Author Interview with Bigga Day

Woohoo! I just got to spend some time getting to know a fellow writer in the Romance genre. Such a fun person! Bigga has concentrated on writing short stories in the past, but she’s recently delved into the world of writing novels.

Here’s a little snippet of our conversation, along with her bio and contact link at the bottom of the interview.

So how do you develop your characters for your story?
Ah, this depends on what I’m writing, but mostly I develop characters as I go along according to the story. I admire writers who have dossier upon dossier on their characters – they know every single detail about their character.
For me, I just know their gender, and perhaps their story goal. Sometimes they wouldn’t even get names until I’d written a considerable portion of the story.

What advice would you give to aspiring writers?
Oh boy, that’s so funny and tickles me because I’m still an aspiring writer in some ways and there is already so much advice out there – good, bad and plain useless.
I guess from my own expereinces I’ll say read, write, and for crying out loud, don’t get exhausted by reading ‘how-to-write’ books, or following the writing rules. And treat so-called writing blog gurus with caution.
If possible, invest in a reputable basic or beginner’s writing class or course with a commercially published instructor/tutor. Equally, join a good critiquing or workshopping group (in real life or online). I’m a member of Scribophile which I highly recommend, because I doubt I’ll have finished my novel if I wasn’t part of the site.

What drew you to write in this genre?
Now that’s an easy question. I read a lot of romance as a teenager, so when I started writing I just seemed to gravitate towards romance.

Which famous person, living or dead, would you like to meet and why?
I’m not into about famous people. I’m interested in celebrity news but it’s mostly for watercooler and small talk or just icebreakers. Also there is the public image and persona which may be very different from the private person.
I’m more about non-famous people I can learn directly from – I work in the charity sector so I get to meet and work with a lot of inspirational people, and then my family, friends and people I know.
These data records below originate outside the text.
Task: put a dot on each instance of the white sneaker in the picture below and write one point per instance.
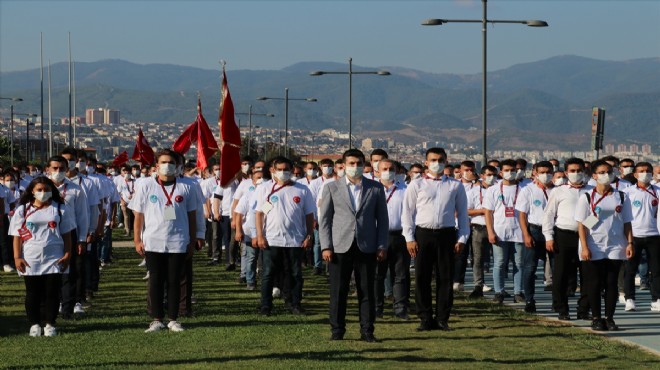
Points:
(175, 326)
(35, 330)
(655, 306)
(78, 308)
(155, 326)
(50, 331)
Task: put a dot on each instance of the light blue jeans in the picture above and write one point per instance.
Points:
(502, 252)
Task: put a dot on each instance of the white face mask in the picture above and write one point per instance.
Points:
(436, 167)
(283, 175)
(560, 181)
(167, 169)
(575, 177)
(354, 172)
(386, 175)
(509, 175)
(544, 178)
(644, 177)
(57, 176)
(42, 196)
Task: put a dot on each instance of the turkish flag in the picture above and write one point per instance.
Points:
(230, 158)
(143, 152)
(120, 159)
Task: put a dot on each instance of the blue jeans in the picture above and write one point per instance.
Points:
(501, 254)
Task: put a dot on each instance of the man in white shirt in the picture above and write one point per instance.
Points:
(398, 257)
(284, 223)
(530, 207)
(504, 230)
(433, 206)
(561, 238)
(644, 200)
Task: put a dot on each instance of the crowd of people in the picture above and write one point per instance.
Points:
(365, 222)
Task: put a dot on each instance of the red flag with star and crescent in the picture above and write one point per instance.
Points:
(143, 152)
(230, 157)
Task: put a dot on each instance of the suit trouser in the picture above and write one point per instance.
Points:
(436, 249)
(398, 265)
(652, 246)
(340, 268)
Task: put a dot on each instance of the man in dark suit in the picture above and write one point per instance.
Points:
(353, 228)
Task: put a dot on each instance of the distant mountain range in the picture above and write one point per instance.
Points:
(544, 104)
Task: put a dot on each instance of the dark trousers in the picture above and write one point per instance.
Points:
(42, 298)
(652, 246)
(599, 275)
(564, 275)
(398, 265)
(342, 266)
(436, 250)
(165, 268)
(273, 259)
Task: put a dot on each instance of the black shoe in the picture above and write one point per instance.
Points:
(598, 325)
(337, 336)
(477, 293)
(368, 337)
(530, 307)
(564, 317)
(265, 311)
(442, 325)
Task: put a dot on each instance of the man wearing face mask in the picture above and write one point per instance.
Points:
(644, 199)
(353, 227)
(284, 228)
(561, 239)
(433, 205)
(479, 234)
(504, 230)
(531, 205)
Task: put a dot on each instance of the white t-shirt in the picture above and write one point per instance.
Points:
(644, 210)
(46, 245)
(606, 239)
(285, 225)
(507, 228)
(162, 236)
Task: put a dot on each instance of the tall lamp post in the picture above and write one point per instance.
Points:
(350, 74)
(484, 29)
(286, 114)
(11, 127)
(250, 114)
(27, 132)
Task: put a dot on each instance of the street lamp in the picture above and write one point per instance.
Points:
(250, 114)
(11, 127)
(286, 114)
(350, 74)
(484, 29)
(27, 133)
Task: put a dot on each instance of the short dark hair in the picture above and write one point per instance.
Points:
(353, 153)
(436, 150)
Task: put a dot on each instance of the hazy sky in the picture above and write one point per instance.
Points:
(276, 34)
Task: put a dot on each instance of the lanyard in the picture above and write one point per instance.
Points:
(273, 190)
(169, 197)
(392, 193)
(515, 198)
(593, 205)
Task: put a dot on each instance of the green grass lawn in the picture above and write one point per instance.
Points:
(227, 332)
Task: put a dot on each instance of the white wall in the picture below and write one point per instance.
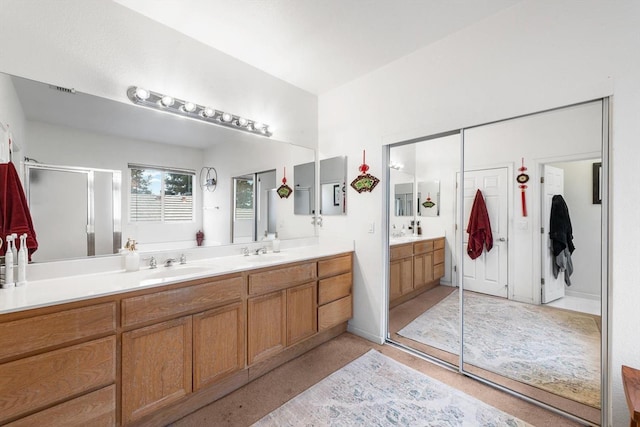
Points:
(585, 220)
(12, 115)
(100, 47)
(533, 56)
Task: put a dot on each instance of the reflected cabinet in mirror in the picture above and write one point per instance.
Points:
(152, 164)
(528, 251)
(333, 177)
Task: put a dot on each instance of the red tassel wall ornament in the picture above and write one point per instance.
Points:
(364, 181)
(522, 179)
(284, 191)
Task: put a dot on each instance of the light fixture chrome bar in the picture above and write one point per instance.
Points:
(158, 101)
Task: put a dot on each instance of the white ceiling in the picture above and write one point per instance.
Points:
(317, 45)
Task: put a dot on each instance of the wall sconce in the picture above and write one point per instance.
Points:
(158, 101)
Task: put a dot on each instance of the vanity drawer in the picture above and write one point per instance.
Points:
(438, 271)
(423, 247)
(334, 313)
(97, 409)
(35, 382)
(164, 304)
(329, 267)
(401, 251)
(50, 330)
(334, 288)
(438, 256)
(281, 278)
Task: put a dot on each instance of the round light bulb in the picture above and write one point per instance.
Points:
(208, 112)
(167, 101)
(189, 107)
(142, 93)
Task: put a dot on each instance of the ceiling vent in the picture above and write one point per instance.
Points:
(71, 91)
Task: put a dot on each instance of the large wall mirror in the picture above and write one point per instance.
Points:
(532, 304)
(67, 130)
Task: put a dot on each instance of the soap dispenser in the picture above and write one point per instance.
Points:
(9, 281)
(22, 261)
(132, 258)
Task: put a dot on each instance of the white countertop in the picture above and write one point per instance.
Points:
(411, 238)
(42, 293)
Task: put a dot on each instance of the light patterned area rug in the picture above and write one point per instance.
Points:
(554, 350)
(375, 390)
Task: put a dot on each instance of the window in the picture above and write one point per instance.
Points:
(160, 194)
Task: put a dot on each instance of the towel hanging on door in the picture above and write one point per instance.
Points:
(561, 235)
(479, 228)
(14, 211)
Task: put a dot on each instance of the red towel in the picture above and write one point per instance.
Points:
(14, 212)
(479, 228)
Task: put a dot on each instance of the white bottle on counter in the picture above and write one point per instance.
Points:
(132, 258)
(9, 281)
(22, 261)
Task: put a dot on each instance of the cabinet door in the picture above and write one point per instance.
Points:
(423, 270)
(302, 312)
(401, 277)
(267, 317)
(156, 367)
(218, 344)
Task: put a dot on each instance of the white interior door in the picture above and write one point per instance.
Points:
(552, 287)
(488, 273)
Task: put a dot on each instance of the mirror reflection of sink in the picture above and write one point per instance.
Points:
(170, 272)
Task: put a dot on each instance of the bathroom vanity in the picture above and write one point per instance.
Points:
(415, 265)
(152, 346)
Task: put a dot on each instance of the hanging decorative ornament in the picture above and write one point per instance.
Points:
(428, 203)
(364, 181)
(208, 178)
(284, 191)
(522, 179)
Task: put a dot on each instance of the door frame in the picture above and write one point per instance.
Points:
(538, 165)
(460, 228)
Are there types of scenes you find more difficult to write? How do you handle that?
The sex scenes are difficult. The action sequence, the mood, and feelings or sensory details. A little more than ‘Wham bam, thank you, ma’am’ type thing. At times, I’m not sure it’s worth the effort since getting the right balance can be challenging, and it’s also a matter of reader’s taste.
How do I handle that? At this point I’m not sure, I like sex scenes to be emotionally charged and move the plot forward. So the jury is still out.
The next are emotional scenes. These are best written when I know the ‘essence’ of the character. I can really channel into their core emotions, and it’s hard to describe because it’s not just about having a paper character profile with traits.
However, if I don’t have the ‘essence’ of the character, writing emotional scenes can feel flat and generic. It will still be technically sound but just missing that something – however at times that needs to be good enough.

Anna W Aden lives in the UK. She also blogs and writes under the pseudonym Biggaletta “Bigga” Day. She is a self confessed cake-aholic who loves a bargain in the sales, discovering London’s open green spaces, the occasional music concert, and libraries.

And once in awhile she catches up on reality and youtube shows.